Une héroïne du Japon renaissant
Façonnée par un Européen, Yoko Tsuno vit en Belgique et se considère autant comme européenne que comme japonaise, ainsi qu’elle l’explique dans le neuvième album, La Fille du vent. Il lui est arrivé de s’interroger incidemment, dans d’autres aventures, sur son caractère nippon, se trouvant, à son grand désarroi, de plus en plus occidentale et de moins en moins asiatique. La question est réglée ici, où notre jeune femme revient au Japon pour la première fois de ses aventures et y sert les intérêts de son pays en empêchant la création d’une arme destructrice par un de ses industriels les plus puissants, Kazuki.
Ici, nous faisons la rencontre d’Aoki, ancien pilote de chasse de l’aviation impériale, kamikaze malheureux en 1945, recueilli par les grands-parents de Yoko Tsuno. La question de la guerre est abordée sans jugement moral, sans regard négatif, simplement comme un fait marquant de l’histoire de l’archipel, et le pilote Aoki, loin d’être présenté comme le survivant d’une époque funeste, se donne à voir comme un héros à la droiture impeccable, à l’éthique exigeante, digne des héros de l’antique empire.

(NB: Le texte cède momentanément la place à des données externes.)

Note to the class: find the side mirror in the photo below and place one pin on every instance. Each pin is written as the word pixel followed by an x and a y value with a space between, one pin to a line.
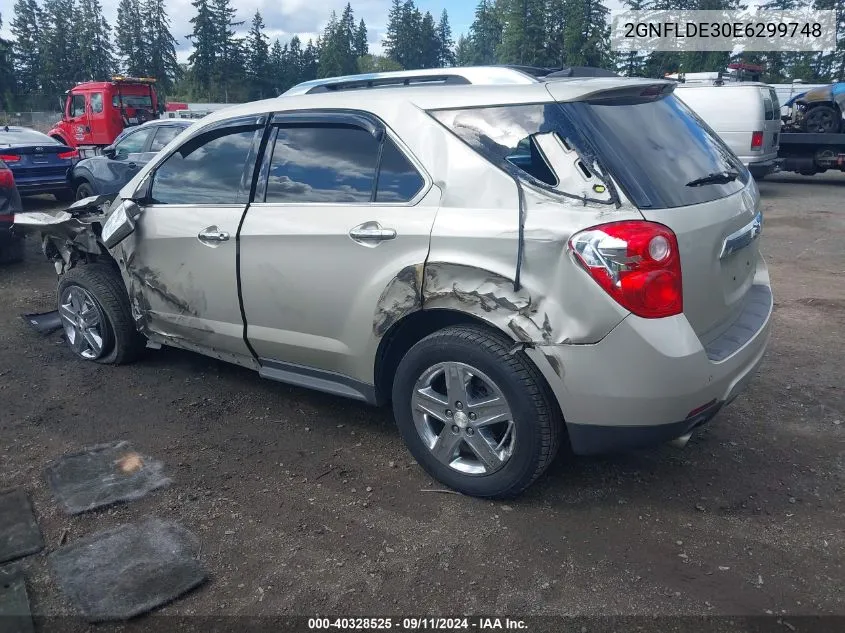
pixel 120 223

Cette position de l’auteur, Roger Leloup, ne fait pas pour autant de Yoko une héroïne nostalgique. Ce n’est pas son objet. Mais elle est pleinement japonaise et à l’aise dans son identité. Ses amis sont européens, elle ne partage pas le racisme de l’industriel Kazuki qui préfère mourir que se rendre à un Blanc. Mais elle a sa fierté nationale et écarte ses deux compagnons belges, Vic Vidéo et Pol Pitron, dans cette histoire, car elle est une affaire avant tout japonaise.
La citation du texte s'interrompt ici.